Identifying rare oncogenic gene fusions can be challenging. Comprehensive genomic profiling (CGP) approaches that include RNA sequencing can improve fusion detection versus exome or targeted DNA sequencing alone. Here, we characterize gene fusions in solid tumors detected with the OncoExTra^TM tumor-normal, whole-exome (WES), whole-transcriptome (WTS) CGP assay.

Methods

The study included oncology patients with solid tumor samples tested with the OncoExTra assay between May 2018 and November 2022. We quantified the frequency of all potentially clinically-relevant fusions, including those with therapeutic, clinical trial eligibility, prognostic or diagnostic implications, and the subset of these with FDA-approved therapies at the time of testing.

Results

Overall, 7,735 patients and 33 tumor types were included. We identified 931 (12.0%) patients with clinically-relevant fusions, 224 (2.9%) of whom had a fusion associated with an FDA-approved therapy, with large variation in frequency across tumor types (Table). Sarcomas had one of the highest proportions (34.4%) of fusions identified, many of which are diagnostic or prognostic: PAX3/7-FOXO1 (n=17), SS18-SSX (n=10), CIC-DUX4 (n=8), and MDM2 (n=6). We also detected fusions in 189 (9.5%) breast (including 43 with ESR1, 13 with ERBB2, 12 with FGFR family), 33 (3.4%) colorectal (including 5 RSPO, 3 RET), and 29 (9.9%) non-small cell lung (including 10 ALK, 5 RET, 3 ERBB2) cancer patients. Across all cancers, ERG (3.0%) was the most common fusion partner, found predominantly in prostate cancer patients. Other notable fusions involved ESR1 (n=64); RAF family (n=30); NTRK family (n=27); and RSPO family (n=12).

Conclusions

Oncogenic gene fusions, including those with FDA-approved therapies, were identified with varying frequency across solid tumors.

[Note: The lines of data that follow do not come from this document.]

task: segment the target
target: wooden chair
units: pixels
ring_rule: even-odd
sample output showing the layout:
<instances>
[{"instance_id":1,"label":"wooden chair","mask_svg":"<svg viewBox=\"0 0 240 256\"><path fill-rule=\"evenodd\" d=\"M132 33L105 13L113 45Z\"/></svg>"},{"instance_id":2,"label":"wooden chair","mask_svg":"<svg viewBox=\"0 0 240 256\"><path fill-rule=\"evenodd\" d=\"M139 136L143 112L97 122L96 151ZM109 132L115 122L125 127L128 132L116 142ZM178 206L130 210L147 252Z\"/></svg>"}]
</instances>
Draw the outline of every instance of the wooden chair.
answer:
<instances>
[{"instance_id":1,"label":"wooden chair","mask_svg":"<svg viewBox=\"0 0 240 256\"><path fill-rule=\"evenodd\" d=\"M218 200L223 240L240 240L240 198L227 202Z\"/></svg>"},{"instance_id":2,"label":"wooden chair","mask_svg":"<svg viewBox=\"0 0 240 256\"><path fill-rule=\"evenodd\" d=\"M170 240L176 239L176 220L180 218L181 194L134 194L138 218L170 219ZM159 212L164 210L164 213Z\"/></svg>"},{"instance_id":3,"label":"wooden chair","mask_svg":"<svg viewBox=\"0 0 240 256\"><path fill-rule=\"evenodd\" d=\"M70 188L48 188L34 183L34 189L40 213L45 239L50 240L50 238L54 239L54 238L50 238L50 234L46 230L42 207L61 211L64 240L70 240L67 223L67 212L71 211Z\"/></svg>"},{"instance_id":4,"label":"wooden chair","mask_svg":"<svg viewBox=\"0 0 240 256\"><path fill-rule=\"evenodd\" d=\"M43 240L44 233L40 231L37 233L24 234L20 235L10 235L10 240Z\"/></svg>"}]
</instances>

Sarcomas had a high proportion of fusions, including those with therapeutic, diagnostic and prognostic relevance. Table: 183P

Gene fusions in select tumor types

Clinical trial identification

Editorial acknowledgement

Legal entity responsible for the study

Exact Sciences Corporation.

Funding

Exact Sciences Corporation.

Disclosure

J.R. Hoag, C. Flannery, D. Hall, M.C. Evans, A. Akkunuri, S. Thakkar, J.R. Lobello, G.D. Basu: Financial Interests, Personal, Full or part-time Employment: Exact Sciences. S.B. Gruber: Financial Interests, Personal, Ownership Interest: Brogent International. All other authors have declared no conflicts of interest.